The fact is many of us have been rightfully angry about executive compensation. There is a serious problem in this nation when CEOs are making more than 800 times as much as the average worker--while in other nations, such as Japan, CEOs make only 5-6 times as much. And we claim to the government that is of the people, by the people, for the people, LOL.
Many of us were also concerned about outsourcing and offshoring. We knew where the jobs were going. Yet, what do we get? The W administration telling us that outsourcing is "good" and "healthy." Yet those of us who protested were told that we were being unAmerican and unpatriotic.
Not least, it doesn't help that the media enjoys covering lavish wealth--whether it's Lifestyles of the Rich and Famous or NYT's fatuous fashion coverage of botoxed, overtanned middle-aged socialites. The fact is that for too long, the miscreants on Wall Street have been leading the way in "celebrating" wealth. ANd the rest of America followed mindlessly.

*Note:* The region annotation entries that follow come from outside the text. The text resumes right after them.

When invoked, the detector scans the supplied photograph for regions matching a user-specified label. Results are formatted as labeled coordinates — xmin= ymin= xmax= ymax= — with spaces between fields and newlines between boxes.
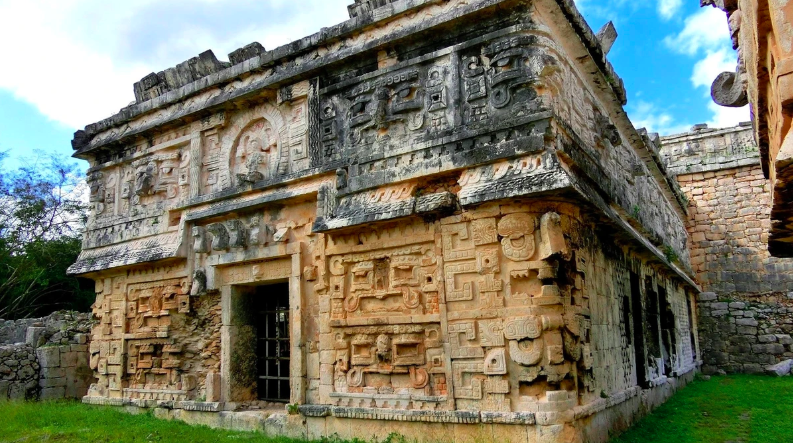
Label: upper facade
xmin=72 ymin=0 xmax=688 ymax=273
xmin=700 ymin=0 xmax=793 ymax=257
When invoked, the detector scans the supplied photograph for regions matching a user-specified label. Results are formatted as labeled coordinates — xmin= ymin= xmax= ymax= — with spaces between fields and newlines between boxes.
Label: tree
xmin=0 ymin=153 xmax=94 ymax=319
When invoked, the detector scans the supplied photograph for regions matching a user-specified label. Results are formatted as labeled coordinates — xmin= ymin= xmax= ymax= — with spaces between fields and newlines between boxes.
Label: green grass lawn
xmin=612 ymin=375 xmax=793 ymax=443
xmin=0 ymin=376 xmax=793 ymax=443
xmin=0 ymin=402 xmax=304 ymax=443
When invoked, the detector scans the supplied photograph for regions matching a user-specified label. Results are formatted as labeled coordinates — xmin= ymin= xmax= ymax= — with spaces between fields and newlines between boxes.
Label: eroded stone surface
xmin=701 ymin=0 xmax=793 ymax=257
xmin=69 ymin=0 xmax=697 ymax=442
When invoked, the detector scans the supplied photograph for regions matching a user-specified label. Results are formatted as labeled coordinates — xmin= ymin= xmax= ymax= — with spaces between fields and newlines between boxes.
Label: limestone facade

So, yes, in the end, the problem does return to Wall Street and the fact that our government has complied with their every desire, from Reagan and especially through our own George III.
Well amen to that. Who wants to step up first and admit that they took out a mortgage they couldn't really afford, ran up stupid amounts of credit card debt, drove huge new cars they knew they'd never pay off, and generally lived off of ephemeral equity and easy credit to show off for the neighbors rather than living within their means and saving for a rainy day?
What's that sound ... crickets?
And, tell me, who granted the subprime mortgages in the first place? Who approved them? Who enabled all of this crap to happen?